In April, 1959, the Johnson Chancery Court awarded Mrs. Nicholas a divorce and also the care and custody of Dennis Nicholas, the 12-year-old son of the parties. Mr. Nicholas was ordered to pay $50.00 per month alimony and $65.00 per month for child support. As to Mr. Nicholas’ right for visitation, the decree stated: “The Plaintiff (Mrs. Nicholas) is granted custody of the minor child of the parties subject to reasonable visitation with said minor child by the Defendant” (Mr. Nicholas). No objection was voiced by Mr. Nicholas when Mrs. Nicholas and the boy moved from Clarksville to Rogers, where she would be near her parents and have employment in a bank. The distance from Clarksville to Rogers is approximately 115 miles.

Because of his arrearage in monthly payments, a citation was issued against Mr. Nicholas; and he countered with a petition to reduce the amount of the payments. There was’ a hearing; and the Court, after giving Mr. Nicholas sixty days to make current all past due items, reduced the future payments that Mr. Nicholas should make to $45.00 per month for alimony and $45.00 per. month for child support. It is from this order of reduction (from the original sum of $50.00 per month alimony and $65.00 per month child support) that Mrs. Nicholas prosecutes this appeal.

Mr. Nicholas did not claim any financial inability to make the monthly payments. Rather, he claims that the payments should be reduced because his son had not visited him in Clarksville as regularly as Mr. Nicholas thought proper.

We have held that where one parent takes a child outside of the jurisdiction of the court and secretes the child and keeps the other parent from having any right of visitation, then support payments may be suspended during such period. Pence v. Pence, 223 Ark. 782, 268 S. W. 2d 609. But the facts in the case at bar are far different from the facts in the cited case. Mr. Nicholas raised no objection to Mrs. Nicholas taking the child to Rogers where she could gain employment. That was in the spring of 1959. In the summer of 1959, the boy visited Mr. Nicholas for some time. There is no showing that Mrs. Nicholas, or anyone else, secreted the boy. or tried to keep Mr. Nicholas from seeing him. Rather, the evidence is to the contrary. When Dennis was playing on the football team for Rogers, Mrs. Nicholas’ father telephoned Mr. Nicholas and urged him to come to Rogers to see the boy play. Mr. Nicholas was too busy to go. The boy wrote his father three letters in the winter of 1959-60, and received no reply. The boy admitted he did not visit his father in the summer of 1960; the father had fixed no definite time for the visit; the boy had written three letters and received no answer; and Mr. Nicholas had remarried and there is nothing to show that the present wife wanted the boy to visit in the home. There is absolutely no evidence of spite on the part of Mrs. Nicholas, or stubbornness on the part of the boy; and there has been no effort to turn the boy against his father. In Carnahan v. Carnahan, 232 Ark. 201, 335 S. W. 2d 295, the father was not relieved of making support payments when the child was moved with the father’s knowledge. See also Sindle v. Sindle, 229 Ark. 209, 315 S. W. 2d 893.

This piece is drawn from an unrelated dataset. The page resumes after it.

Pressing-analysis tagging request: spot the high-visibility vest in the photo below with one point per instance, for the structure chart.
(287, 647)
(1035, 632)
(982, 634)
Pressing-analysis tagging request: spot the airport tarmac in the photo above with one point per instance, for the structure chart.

That the father wanted his son to visit him is admitted; but the father failed to put his heart’s desire into action even to the extent of writing or phoning his son and setting a definite date for the desired visit. A boy cannot be a pal with his father until the father shows the boy that he wants him for a pal. If Mr. Nicholas wants a definite time of visitation fixed, he can either arrange it with the boy or Mrs. Nicholas by mutual consent, or he can ask the Court to fix a definite time for visitation. Eeducing the monthly support for the boy will not cause the situation to improve. There is no claim that $65.00 per month is too much. The only reason advanced for reduction is the failure of the boy to go — on his own initiative' — to visit his father. We see no change in conditions that would support the reduction order made by the Chancery Court, either as to alimony or child support.

The decree of the Chancery Court is reversed and the cause remanded with directions to set aside the reduction order and reinstate the original payment schedule the same as if it had never been reduced, and to award appellant an attorney’s fee of $100.00 in addition to the amount already awarded.